Zand Hamid, Hosseini Seyed Ahmad, Cheraghpour Makan, Alipour Meysam, Sedaghat Fatemeh
Department of Cellular and Molecular Nutrition, Faculty of Nutrition Science and Food Technology, National Nutrition and Food Technology Research Institute, Shahid Beheshti University of Medical Sciences, Tehran, Iran.
Cellular and Molecular Research Center, Medical Basic Sciences Research Institute, Ahvaz Jundishapur University of Medical Sciences, Ahvaz, Iran.
Adv Biomed Res. 2024 Nov 30;13:114. doi: 10.4103/abr.abr_75_24. eCollection 2024.
Acquisition of stem-like properties requires overcoming the epigenetic barrier of differentiation and re-expression of several genes involved in stemness and the cell cycle. DNA methylation is the classic epigenetic mechanism for de/differentiation. The writers and erasers of DNA methylation are not site-specific enzymes for altering specific gene methylation. Thus, the aim of the present study is investigation of the interaction of ten eleven translocations (TETs) with nuclear factor kappa B (NF-κB) in hypomethylation of stemness genes.
This experimental study was performed on HT-29 cells as human colorectal cancer cell lines. The interaction between TETs and DNA-methyltransferases 3 beta (DNMT3s) with p65 was achieved by coimmunoprecipitation. TETs were knocked down using siRNA, and the efficacy was analyzed by reverse-transcriptase polymerase chain reaction. The promoter methylation status of the target genes (NANOG, MYC) was determined by the methylation-sensitive high-resolution melting method.
TET3 and DNMT3b functionally interacted with p65 in samples through 25 ng/ml TNF-α treatment for 48 h in HT-29 cells. Transfection with siRNA significantly decreased the expression of TET enzymes after 72 h. Interestingly, treatment with TET siRNAs enhanced methylation of MYC and NANOG genes in samples with 25 ng/ml TNF-α treatment for 72 h in HT-29 cells.
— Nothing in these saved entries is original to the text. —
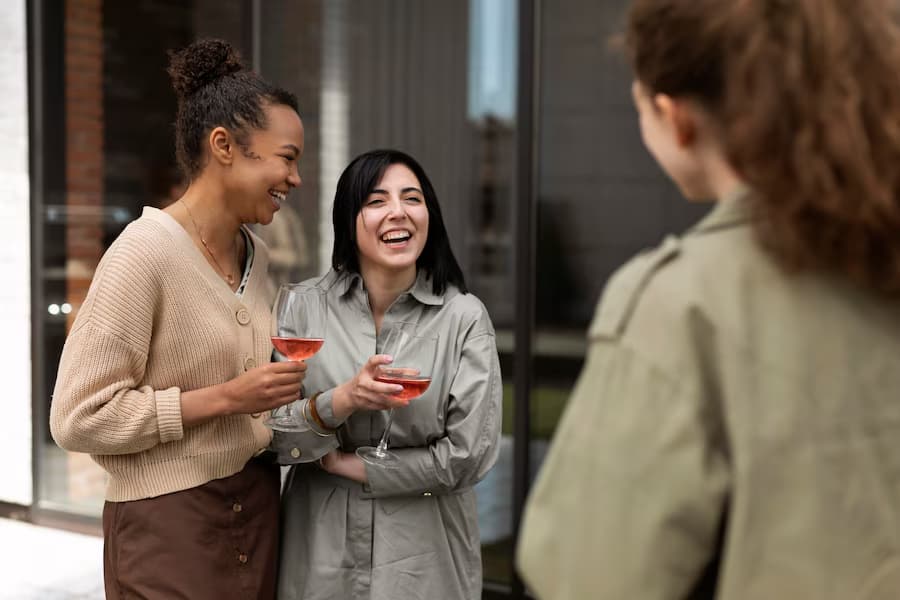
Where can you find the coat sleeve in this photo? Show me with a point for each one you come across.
(469, 446)
(630, 499)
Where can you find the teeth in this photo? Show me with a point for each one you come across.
(395, 235)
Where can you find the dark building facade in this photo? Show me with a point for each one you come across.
(519, 110)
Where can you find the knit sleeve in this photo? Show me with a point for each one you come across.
(98, 406)
(99, 403)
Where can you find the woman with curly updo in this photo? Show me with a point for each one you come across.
(166, 371)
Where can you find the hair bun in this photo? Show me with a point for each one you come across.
(200, 64)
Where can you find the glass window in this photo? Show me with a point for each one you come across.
(601, 197)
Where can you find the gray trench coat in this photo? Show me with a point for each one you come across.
(412, 532)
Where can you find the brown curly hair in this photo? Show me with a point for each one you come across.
(214, 88)
(806, 94)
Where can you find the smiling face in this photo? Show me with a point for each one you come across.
(392, 225)
(268, 168)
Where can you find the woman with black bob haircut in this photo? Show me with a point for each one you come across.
(359, 529)
(353, 187)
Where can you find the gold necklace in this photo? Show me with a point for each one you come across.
(228, 276)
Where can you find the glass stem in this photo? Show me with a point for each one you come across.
(382, 445)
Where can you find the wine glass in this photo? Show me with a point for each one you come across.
(414, 355)
(298, 332)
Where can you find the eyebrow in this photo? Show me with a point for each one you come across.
(403, 191)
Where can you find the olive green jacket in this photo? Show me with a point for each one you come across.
(735, 433)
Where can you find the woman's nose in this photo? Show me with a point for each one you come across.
(396, 208)
(294, 179)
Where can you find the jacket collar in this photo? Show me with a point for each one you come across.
(731, 210)
(421, 289)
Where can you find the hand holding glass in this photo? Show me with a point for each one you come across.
(298, 332)
(414, 356)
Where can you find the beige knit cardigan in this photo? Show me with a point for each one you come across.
(158, 320)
Moreover, methylation effects of TET3 were stronger than those of TET1 and TET2.
These results suggest that inflammation may alter the methylation status of genes required for stemness and predispose the cells to neoplastic alterations.
获得干细胞样特性需要克服分化的表观遗传障碍,并重新表达一些参与干性和细胞周期的基因。DNA甲基化是去分化/分化的经典表观遗传机制。DNA甲基化的写入酶和擦除酶不是用于改变特定基因甲基化的位点特异性酶。因此,本研究的目的是探讨十 - 十一易位(TETs)与核因子κB(NF-κB)在干性基因低甲基化中的相互作用。
本实验研究以人结肠癌细胞系HT-29细胞为研究对象。通过免疫共沉淀实现TETs与DNA甲基转移酶3β(DNMT3s)与p65之间的相互作用。使用小干扰RNA(siRNA)敲低TETs,并通过逆转录聚合酶链反应分析其效果。通过甲基化敏感的高分辨率熔解方法测定靶基因(NANOG、MYC)的启动子甲基化状态。
在HT-29细胞中,通过25 ng/ml肿瘤坏死因子-α(TNF-α)处理48小时,TET3和DNMT3b在样品中与p65发生功能相互作用。转染siRNA 72小时后显著降低了TET酶的表达。有趣的是,在HT-29细胞中,用TET siRNAs处理增强了在25 ng/ml TNF-α处理72小时的样品中MYC和NANOG基因的甲基化。此外,TET3的甲基化作用比TET1和TET2更强。
这些结果表明,炎症可能会改变干性所需基因的甲基化状态,并使细胞易发生肿瘤性改变。